8. Confidential Information
“Confidential Information” means any confidential, proprietary or other non-public information disclosed by one party (the “Discloser”) to the other (the “Recipient”), whether disclosed verbally, in writing, or by inspection of tangible objects. Confidential Information will not include that information that (a) was previously known to the Recipient without an obligation of confidentiality; (b) was acquired by the Recipient without any obligation of confidentiality from a third party with the right to make such disclosure; or (c) is or becomes publicly available through no fault of the Recipient. Each Recipient agrees that it will not disclose to any third parties, or use in any way other than as necessary to perform this Terms, the Discloser’s Confidential Information.
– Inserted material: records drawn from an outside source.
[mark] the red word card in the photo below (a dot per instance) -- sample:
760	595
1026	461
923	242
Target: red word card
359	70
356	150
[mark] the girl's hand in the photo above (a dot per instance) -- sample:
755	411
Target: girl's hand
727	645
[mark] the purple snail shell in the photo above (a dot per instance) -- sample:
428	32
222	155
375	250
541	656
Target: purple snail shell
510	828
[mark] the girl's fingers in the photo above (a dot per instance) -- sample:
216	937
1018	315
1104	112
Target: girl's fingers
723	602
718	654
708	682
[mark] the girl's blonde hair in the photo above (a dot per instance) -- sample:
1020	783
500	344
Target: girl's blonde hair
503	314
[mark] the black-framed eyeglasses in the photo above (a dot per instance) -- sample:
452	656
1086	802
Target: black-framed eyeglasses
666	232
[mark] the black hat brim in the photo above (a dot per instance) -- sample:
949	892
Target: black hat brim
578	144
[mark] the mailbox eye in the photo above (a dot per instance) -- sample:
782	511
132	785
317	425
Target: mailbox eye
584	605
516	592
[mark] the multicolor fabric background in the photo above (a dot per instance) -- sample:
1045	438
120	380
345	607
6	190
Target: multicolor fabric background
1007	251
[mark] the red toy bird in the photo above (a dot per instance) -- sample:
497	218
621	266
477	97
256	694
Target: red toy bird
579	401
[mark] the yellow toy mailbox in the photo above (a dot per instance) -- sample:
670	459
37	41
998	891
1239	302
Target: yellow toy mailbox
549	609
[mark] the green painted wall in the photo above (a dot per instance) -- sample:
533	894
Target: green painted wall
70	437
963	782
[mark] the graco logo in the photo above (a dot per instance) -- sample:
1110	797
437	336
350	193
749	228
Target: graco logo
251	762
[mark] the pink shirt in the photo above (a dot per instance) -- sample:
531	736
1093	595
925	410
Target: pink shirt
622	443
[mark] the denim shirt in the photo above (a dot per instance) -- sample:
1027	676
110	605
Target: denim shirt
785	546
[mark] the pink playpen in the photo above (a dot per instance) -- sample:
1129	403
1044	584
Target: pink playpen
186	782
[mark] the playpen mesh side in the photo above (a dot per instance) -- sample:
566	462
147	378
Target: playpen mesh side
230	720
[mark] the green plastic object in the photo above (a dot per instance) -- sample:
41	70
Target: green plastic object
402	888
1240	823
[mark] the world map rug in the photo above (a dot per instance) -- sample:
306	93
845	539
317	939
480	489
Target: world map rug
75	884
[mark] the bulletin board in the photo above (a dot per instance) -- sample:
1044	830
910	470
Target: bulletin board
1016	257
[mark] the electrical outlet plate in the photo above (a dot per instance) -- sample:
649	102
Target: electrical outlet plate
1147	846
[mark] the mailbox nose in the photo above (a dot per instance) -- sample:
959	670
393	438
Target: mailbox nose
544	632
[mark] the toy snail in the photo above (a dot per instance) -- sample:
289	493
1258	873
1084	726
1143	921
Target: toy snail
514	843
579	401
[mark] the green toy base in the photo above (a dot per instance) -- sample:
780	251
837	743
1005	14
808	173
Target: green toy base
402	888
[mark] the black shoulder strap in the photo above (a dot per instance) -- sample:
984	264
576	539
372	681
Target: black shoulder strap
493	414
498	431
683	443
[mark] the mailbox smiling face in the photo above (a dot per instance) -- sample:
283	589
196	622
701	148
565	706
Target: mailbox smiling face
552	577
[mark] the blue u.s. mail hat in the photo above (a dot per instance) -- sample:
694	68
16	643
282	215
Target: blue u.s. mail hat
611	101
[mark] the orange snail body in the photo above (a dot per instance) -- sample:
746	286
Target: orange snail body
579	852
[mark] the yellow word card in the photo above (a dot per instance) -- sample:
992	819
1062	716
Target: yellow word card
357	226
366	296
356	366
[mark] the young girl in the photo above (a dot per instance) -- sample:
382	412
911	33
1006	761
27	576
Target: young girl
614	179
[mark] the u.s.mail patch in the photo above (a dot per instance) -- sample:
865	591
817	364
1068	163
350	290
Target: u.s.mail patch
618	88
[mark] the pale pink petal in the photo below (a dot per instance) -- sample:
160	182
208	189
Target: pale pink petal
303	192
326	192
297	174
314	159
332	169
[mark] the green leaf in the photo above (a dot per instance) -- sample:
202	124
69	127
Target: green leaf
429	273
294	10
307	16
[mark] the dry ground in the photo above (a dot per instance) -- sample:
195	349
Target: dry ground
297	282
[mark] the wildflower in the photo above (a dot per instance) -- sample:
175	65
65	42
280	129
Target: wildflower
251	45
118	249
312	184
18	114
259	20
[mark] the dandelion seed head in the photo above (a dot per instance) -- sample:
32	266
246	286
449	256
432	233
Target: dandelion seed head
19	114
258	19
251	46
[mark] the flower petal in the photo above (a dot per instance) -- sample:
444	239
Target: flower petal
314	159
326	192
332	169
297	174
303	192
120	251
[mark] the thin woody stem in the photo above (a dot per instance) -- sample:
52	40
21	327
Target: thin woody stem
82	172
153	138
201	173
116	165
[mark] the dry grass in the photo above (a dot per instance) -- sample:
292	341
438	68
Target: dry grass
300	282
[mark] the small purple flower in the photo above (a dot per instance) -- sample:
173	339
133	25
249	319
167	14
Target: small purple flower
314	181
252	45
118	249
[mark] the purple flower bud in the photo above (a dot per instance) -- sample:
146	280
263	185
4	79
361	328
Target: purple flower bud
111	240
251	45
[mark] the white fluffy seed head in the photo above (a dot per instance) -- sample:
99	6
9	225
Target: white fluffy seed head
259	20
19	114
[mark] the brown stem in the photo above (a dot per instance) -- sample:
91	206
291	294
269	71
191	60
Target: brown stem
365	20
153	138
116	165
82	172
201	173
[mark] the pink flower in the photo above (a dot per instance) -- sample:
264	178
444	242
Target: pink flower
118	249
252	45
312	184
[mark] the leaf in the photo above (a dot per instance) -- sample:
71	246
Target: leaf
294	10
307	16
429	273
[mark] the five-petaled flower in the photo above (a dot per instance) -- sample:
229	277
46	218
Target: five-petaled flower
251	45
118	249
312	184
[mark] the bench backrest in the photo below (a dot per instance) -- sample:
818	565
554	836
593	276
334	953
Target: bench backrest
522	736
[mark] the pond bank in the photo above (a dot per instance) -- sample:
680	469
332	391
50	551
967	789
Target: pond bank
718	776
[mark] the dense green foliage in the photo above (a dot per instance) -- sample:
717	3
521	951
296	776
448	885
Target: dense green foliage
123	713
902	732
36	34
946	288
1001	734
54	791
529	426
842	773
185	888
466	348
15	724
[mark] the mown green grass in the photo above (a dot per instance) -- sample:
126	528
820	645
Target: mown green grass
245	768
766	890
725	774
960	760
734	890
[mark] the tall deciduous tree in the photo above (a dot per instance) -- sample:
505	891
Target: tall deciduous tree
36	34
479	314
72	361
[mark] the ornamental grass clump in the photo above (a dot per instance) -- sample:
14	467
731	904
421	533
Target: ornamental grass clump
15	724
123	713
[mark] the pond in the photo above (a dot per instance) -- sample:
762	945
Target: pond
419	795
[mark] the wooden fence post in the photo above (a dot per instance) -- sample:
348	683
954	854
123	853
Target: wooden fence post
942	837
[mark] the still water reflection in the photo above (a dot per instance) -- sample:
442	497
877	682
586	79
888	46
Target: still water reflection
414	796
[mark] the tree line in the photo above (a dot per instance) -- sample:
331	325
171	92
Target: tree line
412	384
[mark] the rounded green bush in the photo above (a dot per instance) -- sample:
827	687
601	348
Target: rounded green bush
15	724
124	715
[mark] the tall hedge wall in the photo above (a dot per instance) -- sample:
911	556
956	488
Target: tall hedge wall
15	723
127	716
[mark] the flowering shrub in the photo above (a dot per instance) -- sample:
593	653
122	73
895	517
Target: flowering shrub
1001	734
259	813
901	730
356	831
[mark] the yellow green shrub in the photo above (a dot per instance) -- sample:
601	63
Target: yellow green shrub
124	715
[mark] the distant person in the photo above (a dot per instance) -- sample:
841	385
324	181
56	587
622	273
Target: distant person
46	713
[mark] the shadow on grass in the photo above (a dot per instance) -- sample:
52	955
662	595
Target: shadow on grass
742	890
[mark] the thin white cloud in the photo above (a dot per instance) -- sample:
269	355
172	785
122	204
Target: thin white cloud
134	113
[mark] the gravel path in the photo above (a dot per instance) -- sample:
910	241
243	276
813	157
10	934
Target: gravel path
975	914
Each Recipient will ensure that Confidential Information will only be made available to those of its employees and agents who have a need to know such Confidential Information and who are be bound by written obligations of confidentiality at least as protective of the Discloser as this Terms before such individual has access to the Discloser’s Confidential Information. Each Recipient will not, and will not authorize others to, remove, overprint or deface any notice of copyright, trademark, logo, legend, or other notices of ownership from any originals or copies of the Discloser’s Confidential Information. The foregoing prohibition on disclosure of Confidential Information will not apply to the extent the Discloser has authorized such disclosure, nor to the extent a Recipient is required to disclose certain Confidential Information of the Discloser as a legal obligation based on the applicable laws and regulations or order of a court, provided that the Recipient gives the Discloser prior written notice of such obligation to disclose and reasonably assist in filing petition of objection etc. prior to making such disclosure. Upon expiration or termination of this Terms and as requested by a Discloser, each Recipient will deliver to the Discloser (or destroy at the Discloser’s election) any and all materials or documents containing the Discloser’s Confidential Information, together with all copies thereof in whatever form.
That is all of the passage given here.